Recensioni Fumetti

Neurocomic – Recensione Rizzoli Lizard

Carmine De Cicco 12/11/2014

article-post
Aggiungi MangaForever tra le tue fonti preferite su Google
Dalla Lizard propongono un volume a fumetti per scoprire come è fatto il nostro cervello e come funziona.

Farinella_NEUROCOMIC_72dpi

“Neurocomic” comincia col piede giusto fin dalla copertina, cartonata con lamina, che non solo è splendidamente illustrata, ma offre un vero piacere al tatto. Chi ben comincia è a metà dell’opera? Beh, sì, l’adagio popolare vale nel caso del lavoro di Matteo Farinella e Hana Roš, autori del lavoro pubblicato qualche mese fa da Rizzoli Lizard ma soprattutto neuroscienziati, e dunque assolutamente qualificati a parlare del cervello umano.

In effetti “Neurocomic” è un fumetto, ma un fumetto che parla di scienza. Lo fa con autorevolezza ma in maniera dinamica, con il viaggio per certi versi dantesco – ma che tiene conto anche di Destinazione Cervello di Isaac Asimov – del protagonista all’interno del «cuore stesso dell’esistenza», come lo scienziato Premio Nobel Santiago Cajal ha modo di confessargli.

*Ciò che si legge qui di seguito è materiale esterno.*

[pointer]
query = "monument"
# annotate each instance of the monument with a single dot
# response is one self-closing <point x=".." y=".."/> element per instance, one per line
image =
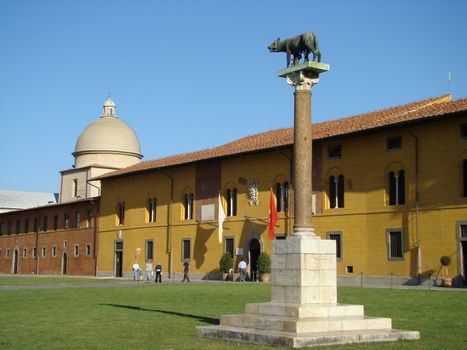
<point x="303" y="310"/>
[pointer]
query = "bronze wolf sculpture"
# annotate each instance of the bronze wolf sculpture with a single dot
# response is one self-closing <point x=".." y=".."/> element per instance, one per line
<point x="305" y="44"/>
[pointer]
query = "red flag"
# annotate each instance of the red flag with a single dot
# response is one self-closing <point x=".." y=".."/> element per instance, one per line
<point x="272" y="215"/>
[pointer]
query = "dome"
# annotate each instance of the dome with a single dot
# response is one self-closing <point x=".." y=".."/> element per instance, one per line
<point x="108" y="134"/>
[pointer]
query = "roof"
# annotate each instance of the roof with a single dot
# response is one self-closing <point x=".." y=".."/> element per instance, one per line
<point x="426" y="109"/>
<point x="15" y="200"/>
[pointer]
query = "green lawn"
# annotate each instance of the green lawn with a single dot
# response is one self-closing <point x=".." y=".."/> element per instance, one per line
<point x="21" y="280"/>
<point x="149" y="316"/>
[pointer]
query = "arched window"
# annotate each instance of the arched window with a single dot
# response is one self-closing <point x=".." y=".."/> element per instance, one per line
<point x="188" y="206"/>
<point x="152" y="204"/>
<point x="232" y="202"/>
<point x="336" y="191"/>
<point x="121" y="213"/>
<point x="282" y="194"/>
<point x="396" y="187"/>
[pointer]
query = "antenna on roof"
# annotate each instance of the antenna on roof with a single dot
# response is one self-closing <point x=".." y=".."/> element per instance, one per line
<point x="449" y="83"/>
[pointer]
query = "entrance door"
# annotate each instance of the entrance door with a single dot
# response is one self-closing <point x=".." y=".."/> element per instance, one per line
<point x="64" y="264"/>
<point x="255" y="249"/>
<point x="15" y="261"/>
<point x="464" y="259"/>
<point x="119" y="259"/>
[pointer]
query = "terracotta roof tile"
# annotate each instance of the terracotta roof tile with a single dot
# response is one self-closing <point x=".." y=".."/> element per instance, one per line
<point x="425" y="109"/>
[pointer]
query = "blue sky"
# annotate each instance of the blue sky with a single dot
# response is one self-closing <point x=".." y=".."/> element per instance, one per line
<point x="188" y="75"/>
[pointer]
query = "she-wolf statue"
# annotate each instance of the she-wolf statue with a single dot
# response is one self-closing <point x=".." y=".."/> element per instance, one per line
<point x="305" y="44"/>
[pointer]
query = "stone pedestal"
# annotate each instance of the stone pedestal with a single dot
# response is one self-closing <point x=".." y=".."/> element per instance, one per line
<point x="303" y="310"/>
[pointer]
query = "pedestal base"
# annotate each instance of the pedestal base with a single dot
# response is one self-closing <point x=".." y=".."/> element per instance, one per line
<point x="304" y="309"/>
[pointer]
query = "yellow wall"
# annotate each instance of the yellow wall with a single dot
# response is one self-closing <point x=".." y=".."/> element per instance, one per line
<point x="363" y="221"/>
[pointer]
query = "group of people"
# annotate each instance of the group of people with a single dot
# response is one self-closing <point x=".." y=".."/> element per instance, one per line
<point x="138" y="272"/>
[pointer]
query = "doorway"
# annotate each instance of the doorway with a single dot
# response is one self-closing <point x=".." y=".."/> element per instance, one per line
<point x="119" y="259"/>
<point x="255" y="249"/>
<point x="15" y="261"/>
<point x="64" y="264"/>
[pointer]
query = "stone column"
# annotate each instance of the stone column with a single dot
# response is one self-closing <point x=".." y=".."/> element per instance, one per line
<point x="303" y="77"/>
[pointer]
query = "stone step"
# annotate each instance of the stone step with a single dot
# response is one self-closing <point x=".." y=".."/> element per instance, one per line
<point x="269" y="337"/>
<point x="306" y="325"/>
<point x="302" y="311"/>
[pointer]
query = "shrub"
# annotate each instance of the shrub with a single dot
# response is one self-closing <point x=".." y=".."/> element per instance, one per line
<point x="226" y="262"/>
<point x="263" y="264"/>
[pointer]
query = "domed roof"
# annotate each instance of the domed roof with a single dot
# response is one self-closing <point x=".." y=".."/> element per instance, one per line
<point x="108" y="134"/>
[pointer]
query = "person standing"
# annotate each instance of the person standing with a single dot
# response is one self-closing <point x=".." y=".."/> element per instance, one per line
<point x="242" y="269"/>
<point x="135" y="268"/>
<point x="186" y="269"/>
<point x="148" y="271"/>
<point x="158" y="273"/>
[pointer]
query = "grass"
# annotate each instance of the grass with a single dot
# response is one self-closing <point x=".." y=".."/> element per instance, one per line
<point x="165" y="316"/>
<point x="21" y="280"/>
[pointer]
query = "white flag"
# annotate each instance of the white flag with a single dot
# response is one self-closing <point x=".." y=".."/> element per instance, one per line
<point x="220" y="218"/>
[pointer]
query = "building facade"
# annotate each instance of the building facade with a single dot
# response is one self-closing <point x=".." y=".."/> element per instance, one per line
<point x="58" y="239"/>
<point x="389" y="186"/>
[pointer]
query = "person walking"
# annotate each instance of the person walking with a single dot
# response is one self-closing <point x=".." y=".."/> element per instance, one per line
<point x="186" y="269"/>
<point x="158" y="273"/>
<point x="148" y="271"/>
<point x="136" y="269"/>
<point x="242" y="269"/>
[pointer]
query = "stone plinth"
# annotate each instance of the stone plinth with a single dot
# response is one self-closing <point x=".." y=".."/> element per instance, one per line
<point x="303" y="310"/>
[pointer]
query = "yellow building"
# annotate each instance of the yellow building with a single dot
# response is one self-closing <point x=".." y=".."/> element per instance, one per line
<point x="389" y="186"/>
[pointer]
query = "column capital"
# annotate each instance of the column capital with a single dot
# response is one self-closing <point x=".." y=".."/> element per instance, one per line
<point x="303" y="76"/>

neurocomic-01Proprio la presenza di scienziati che accolgono il protagonista e gli illustrano il funzionamento delle parti del cervello che di volta in volta attraversa è una della caratteristiche principali del volume. Tramite il viaggio di quest’ultimo noi lettori ci imbattiamo con lui in figure emblematiche dello studio del cervello – Cajal, Golgi, Sherrington, Katz, Hodgkin, Huxley, Kandel – che sono qui presentate in tutta la loro umanità. Niente professoroni alti sul loro scranno, insomma, ma figure pulsanti, vive, caratterizzate con pochi ma decisi tratti.

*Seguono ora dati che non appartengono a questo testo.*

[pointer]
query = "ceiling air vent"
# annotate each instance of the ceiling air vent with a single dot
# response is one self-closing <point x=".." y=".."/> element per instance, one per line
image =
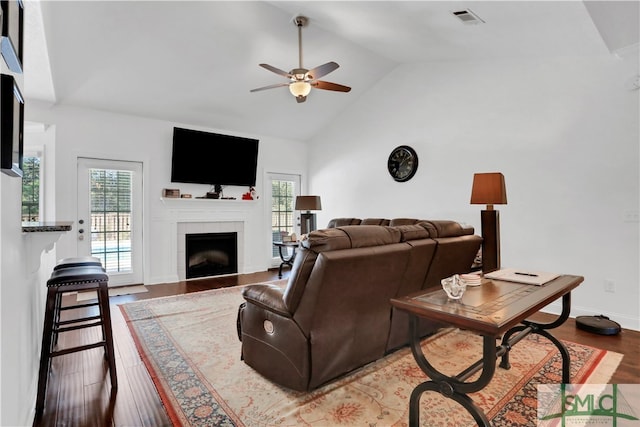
<point x="467" y="17"/>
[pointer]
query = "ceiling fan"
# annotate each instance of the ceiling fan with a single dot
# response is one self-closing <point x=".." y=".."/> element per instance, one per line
<point x="302" y="80"/>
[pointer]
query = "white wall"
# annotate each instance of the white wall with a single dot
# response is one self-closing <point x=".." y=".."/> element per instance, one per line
<point x="88" y="133"/>
<point x="564" y="132"/>
<point x="27" y="259"/>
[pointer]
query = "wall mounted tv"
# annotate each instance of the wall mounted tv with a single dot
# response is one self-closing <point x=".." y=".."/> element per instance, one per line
<point x="211" y="158"/>
<point x="11" y="126"/>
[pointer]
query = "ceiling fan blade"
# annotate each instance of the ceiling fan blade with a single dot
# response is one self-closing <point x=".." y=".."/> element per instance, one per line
<point x="319" y="84"/>
<point x="276" y="70"/>
<point x="322" y="70"/>
<point x="269" y="87"/>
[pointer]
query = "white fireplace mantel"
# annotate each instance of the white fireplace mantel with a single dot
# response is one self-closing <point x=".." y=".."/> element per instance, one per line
<point x="186" y="216"/>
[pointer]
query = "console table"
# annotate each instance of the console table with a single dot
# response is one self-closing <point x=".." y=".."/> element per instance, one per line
<point x="286" y="259"/>
<point x="492" y="309"/>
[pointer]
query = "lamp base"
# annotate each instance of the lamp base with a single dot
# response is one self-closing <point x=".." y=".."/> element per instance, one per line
<point x="307" y="222"/>
<point x="490" y="220"/>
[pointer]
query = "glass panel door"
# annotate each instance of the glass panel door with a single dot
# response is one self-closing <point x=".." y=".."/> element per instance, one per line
<point x="284" y="189"/>
<point x="110" y="217"/>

Ovviamente il viaggio del protagonista, finito senza un perché all’interno dell’organo umano per eccellenza mentre tentava di conquistare una bella ragazza, è solo un pretesto. Pretesto per spiegare, attraverso illustrazioni e parole, come funziona il cervello. Morfologia, farmacologia, elettrofisiologia, plasticità, sincronicità: questi i cinque capitoli (più prologo ed epilogo) attraverso i quali si dipana il suo tentativo di abbandonare il cervello. Cammin facendo, protagonista e lettori sono edotti su una macchina davvero straordinaria. Il rischio sotteso a quest’operazione di divulgazione scientifica a fumetti era quello di scivolare troppo nella verbosità e rendere il lavoro difficile da fruire, ma è ampiamente scongiurato.

neurocomic-02

Certo, non si tratta di una lettura adatta a chi vuol godere di qualche momento di spensieratezza e di sana avventura, ma per chi vuol conoscere qualcosa in più sul cervello è una scelta più che valida, che unisce alla dovizia di particolari l’umorismo della storia e la bellezza di un volume che si giova della cura editoriale Rizzoli Lizard. Interessante anche la postfazione di Silvio Ferraresi, che mette in evidenza i collegamenti tra invenzioni narrative e progresso scientifico e sottolinea l’importanza dell’unione di immagini e commento per un efficace apprendimento, offrendo anche una piccola sezione bibliografica a quei lettori che, affascinati dal mondo del cervello, vogliano approfondirne la conoscenza. Senza fumetti, questa volta.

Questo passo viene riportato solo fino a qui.